When I'm not mistaken, then the short answer is

SphericalPlot3D[Sqrt[2]*Sqrt[Cos[2*(φ + Pi/2)]], {φ, 0, Pi}, {ϕ, 0, 3/2 Pi}]

Mathematica graphics

Here a longer explanation how to achieve this. Be warned that there is surely an easier method.

First of all, you have an equation in $x$ and $y$ which cannot simply be converted into a closed-form function $f(x)$. Nevertheless, you can plot it using ContourPlot which searches for the points that fulfill your equation.

ContourPlot[((x - 1)^2 + y^2) ((x + 1)^2 + y^2) == 1, {x, -2, 2}, {y, -2, 2}]

Mathematica graphics

Here you notice that the plot is kind of radial to the origin and I had the feeling, that your equation might be simpler in polar coordinates.

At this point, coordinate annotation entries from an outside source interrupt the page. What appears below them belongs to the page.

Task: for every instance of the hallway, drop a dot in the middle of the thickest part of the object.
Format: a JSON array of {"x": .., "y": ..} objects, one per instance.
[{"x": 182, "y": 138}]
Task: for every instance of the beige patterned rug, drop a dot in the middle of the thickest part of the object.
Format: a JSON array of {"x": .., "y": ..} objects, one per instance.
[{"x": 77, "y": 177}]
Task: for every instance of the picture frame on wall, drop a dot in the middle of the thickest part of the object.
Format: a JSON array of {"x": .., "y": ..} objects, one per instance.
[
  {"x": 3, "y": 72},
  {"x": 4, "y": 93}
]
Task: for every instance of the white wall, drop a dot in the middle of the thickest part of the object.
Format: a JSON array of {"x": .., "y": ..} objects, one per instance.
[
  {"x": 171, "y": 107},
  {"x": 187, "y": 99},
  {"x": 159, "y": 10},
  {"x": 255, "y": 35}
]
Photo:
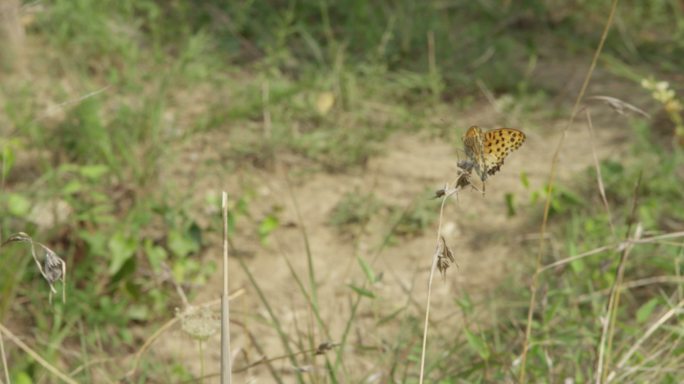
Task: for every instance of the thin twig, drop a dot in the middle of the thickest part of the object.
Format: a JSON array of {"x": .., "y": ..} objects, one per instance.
[
  {"x": 599, "y": 177},
  {"x": 662, "y": 320},
  {"x": 606, "y": 343},
  {"x": 226, "y": 365},
  {"x": 547, "y": 205},
  {"x": 435, "y": 257}
]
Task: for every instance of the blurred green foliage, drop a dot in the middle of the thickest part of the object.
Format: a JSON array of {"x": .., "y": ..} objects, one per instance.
[{"x": 258, "y": 70}]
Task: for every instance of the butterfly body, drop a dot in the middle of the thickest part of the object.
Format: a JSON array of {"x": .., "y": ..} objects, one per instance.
[{"x": 486, "y": 151}]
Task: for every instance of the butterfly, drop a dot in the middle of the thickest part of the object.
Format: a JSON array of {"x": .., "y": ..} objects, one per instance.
[{"x": 486, "y": 151}]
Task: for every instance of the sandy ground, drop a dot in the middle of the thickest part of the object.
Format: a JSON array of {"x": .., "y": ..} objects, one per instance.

expr = TransformedField["Cartesian" -> "Polar", 
  ((x - 1)^2 + y^2) ((x + 1)^2 + y^2) - 1, {x, y} -> {r, phi}] // FullSimplify
(* r^4 - 2 r^2 Cos[2 phi] *)

Indeed, this looks way better. We can solve this for r and get

expr2 = r /. Solve[expr == 0, r] // Last
(* Sqrt[2] Sqrt[Cos[2 phi]] *)

an explicit function $r(phi)$ which can be plotted in polar coordinates

PolarPlot[expr2, {phi, -Pi, Pi}]

Mathematica graphics

The only thing left is to rotate this plot about 90 degrees by adding Pi/2 to phi so that SphericalPlot3D creates the surface in the right form.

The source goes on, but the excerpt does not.